Последние слова Усмон Азиз произносил, опустив голову. Легкий ветерок, доносивший запахи арчи, горных цветов и трав, овевал его лицо и нежно теребил конец его шелковой чалмы. Солнце грело все сильней.
Он взглянул на Джалола, на лице которого дрожала счастливая улыбка.
— Ты вместе с Гуломхусайном и Курбаном со мной пойдешь. Остальные свободны. Благополучия и здоровья вам! И вы будьте здоровы, Халимбай!
Резко повернувшись, Усмон Азиз зашагал к своему коню.
И тотчас встал на дыбы и заржал вороной, которого едва мог удержать Курбан, обеими руками схватившись за отделанную серебром уздечку. Поднял морду от пепла и мутными старческими глазами посмотрел сначала на коня, а затем и на своего хозяина осел Халимбая.

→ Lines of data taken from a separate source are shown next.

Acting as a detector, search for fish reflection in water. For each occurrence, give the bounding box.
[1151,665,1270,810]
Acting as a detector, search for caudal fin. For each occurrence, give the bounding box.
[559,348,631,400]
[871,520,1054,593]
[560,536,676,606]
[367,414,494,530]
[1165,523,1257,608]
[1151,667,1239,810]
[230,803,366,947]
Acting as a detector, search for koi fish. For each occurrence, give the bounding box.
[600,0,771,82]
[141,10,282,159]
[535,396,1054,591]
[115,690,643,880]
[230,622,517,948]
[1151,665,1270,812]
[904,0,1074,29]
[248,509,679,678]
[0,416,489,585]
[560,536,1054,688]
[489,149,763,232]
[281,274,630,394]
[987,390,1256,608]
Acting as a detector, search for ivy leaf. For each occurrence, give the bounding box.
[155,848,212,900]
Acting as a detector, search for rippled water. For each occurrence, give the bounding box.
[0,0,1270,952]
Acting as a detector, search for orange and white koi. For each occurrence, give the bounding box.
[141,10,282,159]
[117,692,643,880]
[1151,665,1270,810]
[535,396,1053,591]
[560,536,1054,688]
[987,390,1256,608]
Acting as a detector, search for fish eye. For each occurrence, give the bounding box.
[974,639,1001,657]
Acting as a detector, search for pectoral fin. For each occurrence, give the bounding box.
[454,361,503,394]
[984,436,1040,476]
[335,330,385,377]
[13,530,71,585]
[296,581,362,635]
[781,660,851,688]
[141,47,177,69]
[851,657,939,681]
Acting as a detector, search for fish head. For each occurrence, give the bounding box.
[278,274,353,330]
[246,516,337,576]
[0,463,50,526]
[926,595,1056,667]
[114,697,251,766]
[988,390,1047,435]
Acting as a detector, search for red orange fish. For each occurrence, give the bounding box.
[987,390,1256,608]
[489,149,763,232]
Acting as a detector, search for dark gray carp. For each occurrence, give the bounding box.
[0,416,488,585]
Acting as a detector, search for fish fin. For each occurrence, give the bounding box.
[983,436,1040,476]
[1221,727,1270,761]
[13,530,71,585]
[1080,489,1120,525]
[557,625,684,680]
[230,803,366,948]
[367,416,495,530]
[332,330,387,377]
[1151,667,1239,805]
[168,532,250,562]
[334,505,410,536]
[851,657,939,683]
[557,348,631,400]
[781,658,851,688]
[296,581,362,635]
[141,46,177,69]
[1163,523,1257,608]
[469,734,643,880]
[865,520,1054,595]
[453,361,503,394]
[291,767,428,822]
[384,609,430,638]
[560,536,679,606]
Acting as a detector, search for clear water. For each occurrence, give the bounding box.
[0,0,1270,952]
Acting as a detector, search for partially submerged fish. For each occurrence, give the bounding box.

Бессильно опустив руки, стоял Джалол, чувствуя, как сковывает сердце ледяной холод. Была, сверкнула вдруг надежда, — но будто черный сель набежал и в тот же миг разрушил ее.
Догнав Усмон Азиза, Халимбай уцепился за рукав его халата:
— Почтенный, дай бог вам тысячу лет жизни! Я тоже, и я… Подождите немного! Я сейчас быстро сбегаю домой… быстро соберу свои пожитки… Я не заставлю вас меня ждать! Ведь, о боже… Дом мой сгорит, дом мой, который я строил с любовью… Да быть мне пылью под вашими ногами, почтенный, увезите меня! Увезите меня с собой…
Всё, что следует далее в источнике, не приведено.